OUM's international accreditation validates the University's curriculum and programming as comparable to long-standing traditional institutions. OUM's accreditation also provides one of the requisite credentials which graduates of foreign medical schools need for licensing and to practice medicine in many countries including Australia, Canada, New Zealand, and the United States.
OUM is listed in the World Directory of Medical Schools, a joint publication of the Foundation for the Advancement of International Medical Education and Research and the World Federation for Medical Education, and is recognized by the Education Commission for Foreign Medical Graduates (ECFMG). OUM students are eligible to sit for the Australian Medical Council Exam, Medical Council of Canada Evaluating Examination (MCCEE), New Zealand Registration Exam (NZREX), as well as the United States Medical Licensing Examination (USMLE). Today's OUM graduates perform extremely well on registration or licensing exams in North America, Australasia, and beyond, such as USMLE, AMC and MCC exams, and the NZREX. The majority of OUM MD students and graduates pass on the first attempt.
The majority of OUM students live in Australia, New Zealand, and the United States, but the student body actually represents more than 40 countries of origin. More than three-quarters of the students are healthcare professionals including physician assistants, nurses, nurse practitioners, emergency medical technicians, pharmacists, and other clinical professions. Approximately half OUM's students hold Master's degrees and ten percent have earned a doctorate. The diversity of the student body, both in terms of nationalities and life experience, makes for interesting discussions creating a unique classroom dynamic conducive to learning.
Oceania University of Medicine was founded on the South Pacific island nation of Samoa in 2002, and the University has evolved from a local mission to better meet the health needs of underserved island communities to a now internationally-accredited medical school with students and graduates in many countries. OUM-trained physicians are currently practicing physicians in Australia, Canada, New Zealand, Samoa, and in many major metropolitan areas in the United States.

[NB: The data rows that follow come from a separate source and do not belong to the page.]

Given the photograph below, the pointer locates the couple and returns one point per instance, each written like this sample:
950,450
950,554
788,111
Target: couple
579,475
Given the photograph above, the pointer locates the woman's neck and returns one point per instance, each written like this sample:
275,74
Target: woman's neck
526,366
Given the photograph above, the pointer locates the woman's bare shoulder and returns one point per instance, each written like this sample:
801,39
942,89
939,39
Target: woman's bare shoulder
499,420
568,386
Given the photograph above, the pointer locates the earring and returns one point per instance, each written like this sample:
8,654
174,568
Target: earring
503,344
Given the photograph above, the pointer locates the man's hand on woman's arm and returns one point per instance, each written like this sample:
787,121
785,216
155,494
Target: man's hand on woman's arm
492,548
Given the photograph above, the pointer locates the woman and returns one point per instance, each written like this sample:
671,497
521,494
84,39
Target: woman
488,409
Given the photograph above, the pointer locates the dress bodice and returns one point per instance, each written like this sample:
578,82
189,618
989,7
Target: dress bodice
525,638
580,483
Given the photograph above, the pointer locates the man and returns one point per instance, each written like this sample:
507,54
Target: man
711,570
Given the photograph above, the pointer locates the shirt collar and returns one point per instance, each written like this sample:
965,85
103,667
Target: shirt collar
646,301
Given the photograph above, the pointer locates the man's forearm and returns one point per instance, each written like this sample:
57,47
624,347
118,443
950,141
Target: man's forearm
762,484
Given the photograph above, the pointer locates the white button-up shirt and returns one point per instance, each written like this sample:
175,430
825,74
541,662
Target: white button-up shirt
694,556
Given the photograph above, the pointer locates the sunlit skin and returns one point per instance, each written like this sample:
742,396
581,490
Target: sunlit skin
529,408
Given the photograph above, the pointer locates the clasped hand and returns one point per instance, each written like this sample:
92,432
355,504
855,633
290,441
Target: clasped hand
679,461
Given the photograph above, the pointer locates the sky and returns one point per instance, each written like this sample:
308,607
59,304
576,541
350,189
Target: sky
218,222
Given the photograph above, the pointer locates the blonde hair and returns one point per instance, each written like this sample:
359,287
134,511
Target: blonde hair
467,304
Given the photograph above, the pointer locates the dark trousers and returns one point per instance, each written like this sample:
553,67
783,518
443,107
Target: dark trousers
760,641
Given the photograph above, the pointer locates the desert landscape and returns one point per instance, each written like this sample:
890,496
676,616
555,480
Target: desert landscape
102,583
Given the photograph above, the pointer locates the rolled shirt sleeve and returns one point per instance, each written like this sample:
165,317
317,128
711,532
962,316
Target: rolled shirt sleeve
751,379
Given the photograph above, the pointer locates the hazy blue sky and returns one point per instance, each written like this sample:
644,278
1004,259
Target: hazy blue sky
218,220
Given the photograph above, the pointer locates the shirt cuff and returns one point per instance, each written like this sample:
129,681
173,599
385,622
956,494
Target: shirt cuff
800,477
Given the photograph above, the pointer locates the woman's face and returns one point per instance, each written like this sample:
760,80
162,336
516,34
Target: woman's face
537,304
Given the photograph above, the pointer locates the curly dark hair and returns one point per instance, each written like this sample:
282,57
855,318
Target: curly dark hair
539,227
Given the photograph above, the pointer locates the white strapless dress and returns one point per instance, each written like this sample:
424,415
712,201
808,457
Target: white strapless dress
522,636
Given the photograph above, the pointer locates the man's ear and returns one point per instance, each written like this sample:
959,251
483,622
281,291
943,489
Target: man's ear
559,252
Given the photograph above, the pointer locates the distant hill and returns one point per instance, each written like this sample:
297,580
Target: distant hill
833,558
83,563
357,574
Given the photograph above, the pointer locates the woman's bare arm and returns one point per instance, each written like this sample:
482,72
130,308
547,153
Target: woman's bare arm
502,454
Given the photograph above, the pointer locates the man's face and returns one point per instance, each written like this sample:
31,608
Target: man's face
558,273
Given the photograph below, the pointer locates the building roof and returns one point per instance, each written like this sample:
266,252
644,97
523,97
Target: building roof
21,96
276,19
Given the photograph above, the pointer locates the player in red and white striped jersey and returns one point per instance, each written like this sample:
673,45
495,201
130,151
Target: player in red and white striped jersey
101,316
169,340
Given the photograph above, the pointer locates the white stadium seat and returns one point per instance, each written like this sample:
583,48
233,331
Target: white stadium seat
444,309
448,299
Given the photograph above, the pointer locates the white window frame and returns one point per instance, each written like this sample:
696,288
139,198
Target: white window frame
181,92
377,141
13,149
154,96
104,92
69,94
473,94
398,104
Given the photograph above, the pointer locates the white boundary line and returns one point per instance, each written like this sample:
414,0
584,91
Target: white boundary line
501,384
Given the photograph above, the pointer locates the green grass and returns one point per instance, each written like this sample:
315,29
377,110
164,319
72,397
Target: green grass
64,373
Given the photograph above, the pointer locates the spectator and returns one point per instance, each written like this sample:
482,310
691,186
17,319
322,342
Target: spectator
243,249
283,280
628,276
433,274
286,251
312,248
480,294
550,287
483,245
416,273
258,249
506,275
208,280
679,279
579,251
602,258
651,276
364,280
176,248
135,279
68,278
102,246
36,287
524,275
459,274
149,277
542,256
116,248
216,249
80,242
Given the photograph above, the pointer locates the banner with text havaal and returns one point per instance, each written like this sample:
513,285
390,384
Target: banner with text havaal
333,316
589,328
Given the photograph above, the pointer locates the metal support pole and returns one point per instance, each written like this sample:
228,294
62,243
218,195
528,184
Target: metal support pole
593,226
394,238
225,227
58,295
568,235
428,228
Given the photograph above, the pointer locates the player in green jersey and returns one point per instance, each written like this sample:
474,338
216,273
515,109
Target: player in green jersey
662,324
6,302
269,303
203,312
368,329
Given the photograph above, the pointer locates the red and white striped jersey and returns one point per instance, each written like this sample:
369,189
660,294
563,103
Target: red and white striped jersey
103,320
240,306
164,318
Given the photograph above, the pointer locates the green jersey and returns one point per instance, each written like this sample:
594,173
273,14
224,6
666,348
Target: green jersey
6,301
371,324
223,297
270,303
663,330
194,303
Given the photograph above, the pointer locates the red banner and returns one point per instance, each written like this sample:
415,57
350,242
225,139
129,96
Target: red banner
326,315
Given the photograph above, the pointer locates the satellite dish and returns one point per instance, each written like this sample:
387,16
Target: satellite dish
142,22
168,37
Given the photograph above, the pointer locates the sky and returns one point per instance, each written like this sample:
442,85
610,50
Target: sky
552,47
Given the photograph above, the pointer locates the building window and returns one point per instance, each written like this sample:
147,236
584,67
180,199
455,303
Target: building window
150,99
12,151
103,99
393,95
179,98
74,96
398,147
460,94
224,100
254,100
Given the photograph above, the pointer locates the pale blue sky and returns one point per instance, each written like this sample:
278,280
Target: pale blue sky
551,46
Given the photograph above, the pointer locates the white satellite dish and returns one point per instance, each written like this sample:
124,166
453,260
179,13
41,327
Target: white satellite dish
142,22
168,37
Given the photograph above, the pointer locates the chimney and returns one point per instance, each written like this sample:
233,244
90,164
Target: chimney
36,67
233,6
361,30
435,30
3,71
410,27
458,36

OUM is affiliated with Tupua Tamasese Meaole Hospital (TTM), Samoa's National hospital, located in the capital city of Apia, and with the LBJ Tropical Medical Center located in Pago Pago, American Samoa. Both TTM and LBJ host students from Australia, New Zealand, the United States, and other countries. Located just south of the equator near the International Dateline, both Samoas are home to warm, friendly people who share a rich Polynesian culture.
All of the University's MD students are required to complete at least one four-week clinical rotation at OUM's South Pacific home. Clinical clerkships are available in both Independent Samoa and the US territory of American Samoa.
Since its founding, OUM has maintained a steadfast commitment to its mission to graduate practitioners with sound clinical skills and a socially responsible approach to the practice of medicine. From recruiting a faculty comprised of respected scholars and specialists from around the world, to maintaining international accreditation and providing extra support and preparation for benchmark qualifying exams, all resources are focused on helping students realize their true potential as practicing physicians.